Once the “finest bank in Indiana”

The space has been a financial institution since the First National Bank was built in 1910, according to a 1998 article in The Noblesville Ledger, provided by Hamilton County historian David Heighway. The bank, which was chartered and established in 1823, had originally been located in the last ground-floor unit of 864-70 Logan St., on the north side of the Courthouse Square.
The building was of Beaux Arts architectural style and displayed two-story Ionic pilasters. It was the first new building of the decade and had all the elements of a modern banking house, “the finest bank in Indiana.

First National Bank in 1928 was sold to American National Bank for $14,500. American National had been established in 1910 by a group of local businessmen, George S. Christian, Marion Alred, W.E. Longley, J.W. Smith, George Craycraft, M.L. White and John S. Craig. The bank had been located on the north side of the Courthouse Square and needed a larger building, according to The Ledger newspaper, where I worked as a reporter and then lifestyle editor beginning in 1986. That same year, I opened an account at American National Bank, because it was so convenient to the newspaper office, which was across the street at 957 Logan St.

The Noblesville Trust Co. owned the north half of the new bank building; the bank found the south end of the building adequate.
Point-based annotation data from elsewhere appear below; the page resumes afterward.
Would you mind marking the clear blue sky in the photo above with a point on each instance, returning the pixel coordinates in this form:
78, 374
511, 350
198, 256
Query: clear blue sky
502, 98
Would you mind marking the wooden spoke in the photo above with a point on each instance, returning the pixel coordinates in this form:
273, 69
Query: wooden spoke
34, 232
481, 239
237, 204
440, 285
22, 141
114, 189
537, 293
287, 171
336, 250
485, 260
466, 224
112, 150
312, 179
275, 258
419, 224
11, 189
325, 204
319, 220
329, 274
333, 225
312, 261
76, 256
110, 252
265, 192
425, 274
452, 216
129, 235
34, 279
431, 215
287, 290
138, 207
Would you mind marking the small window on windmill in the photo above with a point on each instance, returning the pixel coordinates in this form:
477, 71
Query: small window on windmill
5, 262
The finest vaults and equipment were located in the basement under the banking rooms,” The Ledger reported. “A system of safety-deposit boxes was also available in the building, the first in Noblesville. American National Bank soon became one of the strongest, best-managed banks in the country.

Offices were above the bank, and Dr. Earl Brooks, a well-known dentist, practiced there.

The bank grew, and in 1940 needed to expand. So Bensons Meat Market was obtained and is now the present lobby and main office. A new vault was purchased and installed where in the location of the former Pursel Jewelry Store and Hege Shoe Store, which were bought out by the bank. Spandrel panels and a metal roof were also added over the southern portion.

As noted in The Ledger article, the building still exhibits most elements of its well-executed limestone facade.

In 1933, when the famous bank robber, John Dillinger, was robbing many banks in the Midwest, Ben McLaughlin, the bank president, received a telephone call that Dillinger’s men had been casing the Noblesville bank. But fortunately, Dillinger was captured before then.